Which reminds me, at some points in the show, the cast have (deliberately) started experimenting with their lines. This makes things much more interesting for us and adds a little variation to what would otherwise be exact repeats of the show. For example, there’s one scene where the police lieutenant comes across a group of gangsters having a meeting, and sardonically greets them all by name. Well, our lieutenant has taken to saying different names for every show. The original names are things like ‘Angie the Ox’, ‘Society Max’ and ‘Liver Lips Louie’. On the evening performance this time, he interpolated names like ‘Pot Luck Pete’, and ‘Shiny Shoes Simpson (nice shoes)’ instead. This amuses us in the orchestra more than it really should, just because it gives us some distinction between performances.
Another moment we look forward to is when Nicely Nicely Johnson comes on stage eating some food and has to explain to Nathan Detroit that he didn’t carry out his task because he had to get groceries, or something like that. The crew are now giving him different items of food every night. Originally I think it was a bagel and a doughnut, but on the evening show of that day it was a cos lettuce and a cornetto.

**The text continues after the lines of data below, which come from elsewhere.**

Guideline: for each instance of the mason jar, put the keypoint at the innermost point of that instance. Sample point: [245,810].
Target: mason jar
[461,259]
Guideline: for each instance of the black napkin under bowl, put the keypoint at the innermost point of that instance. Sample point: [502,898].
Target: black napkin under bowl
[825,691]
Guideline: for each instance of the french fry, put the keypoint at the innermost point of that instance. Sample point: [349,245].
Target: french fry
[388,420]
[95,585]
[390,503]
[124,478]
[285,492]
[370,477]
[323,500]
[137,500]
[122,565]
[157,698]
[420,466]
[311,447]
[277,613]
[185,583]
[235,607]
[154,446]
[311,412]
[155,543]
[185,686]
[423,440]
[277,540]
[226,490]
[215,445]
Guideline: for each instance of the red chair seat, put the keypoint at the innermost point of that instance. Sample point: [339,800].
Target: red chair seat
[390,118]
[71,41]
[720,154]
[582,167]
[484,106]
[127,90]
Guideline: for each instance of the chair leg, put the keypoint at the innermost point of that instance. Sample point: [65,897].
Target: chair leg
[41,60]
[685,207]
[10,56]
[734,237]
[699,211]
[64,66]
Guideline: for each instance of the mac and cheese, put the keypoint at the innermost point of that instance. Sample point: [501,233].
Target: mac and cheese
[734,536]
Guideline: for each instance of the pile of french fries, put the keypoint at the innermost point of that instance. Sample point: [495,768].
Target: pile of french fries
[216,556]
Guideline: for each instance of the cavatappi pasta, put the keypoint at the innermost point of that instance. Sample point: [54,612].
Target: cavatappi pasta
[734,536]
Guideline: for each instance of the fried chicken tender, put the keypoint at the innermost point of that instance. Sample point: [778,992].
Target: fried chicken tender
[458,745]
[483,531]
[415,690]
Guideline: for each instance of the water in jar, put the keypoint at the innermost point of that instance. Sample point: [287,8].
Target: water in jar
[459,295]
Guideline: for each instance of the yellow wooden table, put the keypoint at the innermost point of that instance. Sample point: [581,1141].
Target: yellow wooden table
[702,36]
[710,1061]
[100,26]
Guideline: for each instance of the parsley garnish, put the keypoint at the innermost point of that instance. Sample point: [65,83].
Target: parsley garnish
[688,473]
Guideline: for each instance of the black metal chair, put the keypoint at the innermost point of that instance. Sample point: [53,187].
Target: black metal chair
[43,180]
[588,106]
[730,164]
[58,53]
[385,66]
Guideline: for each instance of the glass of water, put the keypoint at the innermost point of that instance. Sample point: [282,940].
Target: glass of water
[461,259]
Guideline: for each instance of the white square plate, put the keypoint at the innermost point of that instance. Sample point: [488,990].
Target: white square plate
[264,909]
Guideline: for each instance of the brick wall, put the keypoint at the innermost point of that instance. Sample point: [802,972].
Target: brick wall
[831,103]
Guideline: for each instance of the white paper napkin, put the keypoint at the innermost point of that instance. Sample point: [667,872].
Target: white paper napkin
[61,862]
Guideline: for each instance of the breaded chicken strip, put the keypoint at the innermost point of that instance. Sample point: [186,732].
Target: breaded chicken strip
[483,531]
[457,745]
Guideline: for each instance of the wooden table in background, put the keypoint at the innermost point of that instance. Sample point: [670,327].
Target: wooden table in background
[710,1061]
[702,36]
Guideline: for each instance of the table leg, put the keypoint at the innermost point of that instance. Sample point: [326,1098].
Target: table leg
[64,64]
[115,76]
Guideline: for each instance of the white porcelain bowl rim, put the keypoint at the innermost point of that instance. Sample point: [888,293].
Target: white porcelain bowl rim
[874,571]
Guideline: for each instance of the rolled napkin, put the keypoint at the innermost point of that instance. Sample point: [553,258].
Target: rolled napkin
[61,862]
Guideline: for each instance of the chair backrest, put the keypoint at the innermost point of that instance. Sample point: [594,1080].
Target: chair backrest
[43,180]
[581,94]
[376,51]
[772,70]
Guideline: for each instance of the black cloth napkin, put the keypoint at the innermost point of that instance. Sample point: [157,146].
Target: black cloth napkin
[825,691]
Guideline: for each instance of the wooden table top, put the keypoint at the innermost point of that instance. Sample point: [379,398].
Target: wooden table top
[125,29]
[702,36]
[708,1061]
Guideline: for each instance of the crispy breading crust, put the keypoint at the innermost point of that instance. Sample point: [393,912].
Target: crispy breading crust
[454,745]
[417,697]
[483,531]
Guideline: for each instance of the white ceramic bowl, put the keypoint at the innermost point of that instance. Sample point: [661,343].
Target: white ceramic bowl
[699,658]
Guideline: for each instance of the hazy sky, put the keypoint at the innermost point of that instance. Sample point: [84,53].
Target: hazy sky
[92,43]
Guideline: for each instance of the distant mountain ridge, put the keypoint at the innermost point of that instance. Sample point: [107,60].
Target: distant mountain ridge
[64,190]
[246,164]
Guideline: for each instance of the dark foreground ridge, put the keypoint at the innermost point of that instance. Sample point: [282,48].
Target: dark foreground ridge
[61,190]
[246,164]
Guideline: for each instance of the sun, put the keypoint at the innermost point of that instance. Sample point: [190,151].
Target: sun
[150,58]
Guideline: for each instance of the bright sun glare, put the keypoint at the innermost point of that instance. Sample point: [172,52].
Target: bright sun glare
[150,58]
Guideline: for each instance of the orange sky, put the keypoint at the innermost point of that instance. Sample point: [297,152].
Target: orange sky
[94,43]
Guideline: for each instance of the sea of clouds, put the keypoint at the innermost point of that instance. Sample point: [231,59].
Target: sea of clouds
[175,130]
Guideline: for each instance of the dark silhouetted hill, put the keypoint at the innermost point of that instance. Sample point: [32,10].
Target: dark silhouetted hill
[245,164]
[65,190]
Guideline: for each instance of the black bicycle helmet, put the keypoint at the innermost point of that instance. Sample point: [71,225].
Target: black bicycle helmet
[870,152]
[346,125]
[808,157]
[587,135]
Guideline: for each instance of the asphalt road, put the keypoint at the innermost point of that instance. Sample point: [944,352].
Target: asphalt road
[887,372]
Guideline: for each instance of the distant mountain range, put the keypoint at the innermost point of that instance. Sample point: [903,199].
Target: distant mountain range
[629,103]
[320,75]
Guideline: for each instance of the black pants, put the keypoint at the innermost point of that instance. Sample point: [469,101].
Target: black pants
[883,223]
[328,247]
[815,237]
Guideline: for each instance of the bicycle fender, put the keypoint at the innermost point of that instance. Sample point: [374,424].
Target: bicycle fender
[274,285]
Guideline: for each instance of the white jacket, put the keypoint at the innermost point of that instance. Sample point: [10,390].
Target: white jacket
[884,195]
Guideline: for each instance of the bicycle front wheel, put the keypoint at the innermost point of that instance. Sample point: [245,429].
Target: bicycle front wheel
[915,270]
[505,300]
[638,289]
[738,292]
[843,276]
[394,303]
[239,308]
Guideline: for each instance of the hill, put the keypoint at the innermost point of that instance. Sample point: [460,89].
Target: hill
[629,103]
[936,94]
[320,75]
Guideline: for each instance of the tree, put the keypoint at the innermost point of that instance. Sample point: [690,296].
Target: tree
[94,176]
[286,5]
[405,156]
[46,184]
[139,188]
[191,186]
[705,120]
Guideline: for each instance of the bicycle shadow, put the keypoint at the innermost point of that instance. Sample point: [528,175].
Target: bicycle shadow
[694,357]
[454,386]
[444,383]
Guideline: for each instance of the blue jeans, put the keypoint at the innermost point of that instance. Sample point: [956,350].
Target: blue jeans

The other line that is being varied is the one just before ‘Sit Down You’re Rocking the Boat’, when Nicely Nicely Johnson is told to get up and testify. I think the original script has Big Julie telling him forcefully ‘Get up you!’, but our Big Julie has been adding a different insult each time. First it was ‘Get up, you fat wad of buffalo!’, then the next time it was ‘Get up, you big fat elephant!’ and then in the evening show he went for ‘Get up, you fat lump of mozzarella!’. What will he think of next?
As I’m sure you can imagine, it’s tiring business playing so many shows, especially two in one day, and by the time it got to 7 o’clock on that night I was getting slightly fed-up. There’s nothing really wrong with the orchestra dressing room – it’s very well-maintained. But it isn’t that big and it can get a bit cramped. There are no windows – I have a feeling we’re underground, giving it the atmosphere of some sort of bunker. The low ceiling is covered with a network of central heating pipes and ventilation ducts. It does tend to get a bit claustrophobic.
The other thing present in our dressing room, as I believe it is in every backstage room, is a speaker for the tannoy system, over which we receive dull announcements like ‘This is your five minute call’ and so on. Things were livened up in the interval of the evening performance when the system was hijacked by one of the cast members, who jokingly gave a pastiche motivational speech along the lines of: “Ladies and gentlemen of the cast and crew, it’s now five minutes until we go back on stage, and I just wanted to say that whatever they throw at you, what ever looks they give you, just ignore them. You just sing your songs and do your dances…” and so on. This was followed shortly after by an announcement from the producer apologising for the behaviour of said cast member in rather a tongue-in-cheek way, and explaining that “He has an insatiable lust for attention”. After another minute or two a third announcement came through requesting that “Please can actors not use the tannoy system”. Aww, why not? It brightened up our evening!
The final thing worth mentioning is that someone in the front row managed to drop their programme on me in the middle of ‘Take Back Your Mink’. I’m not exactly sure how – I just saw something fall down and spotted that it was a programme. During the next break I stuffed it back through the railings for them.
Three shows down, four to go! I’ll give you the lowdown on number four later this morning, and then I’ll be up to date with these chronicles.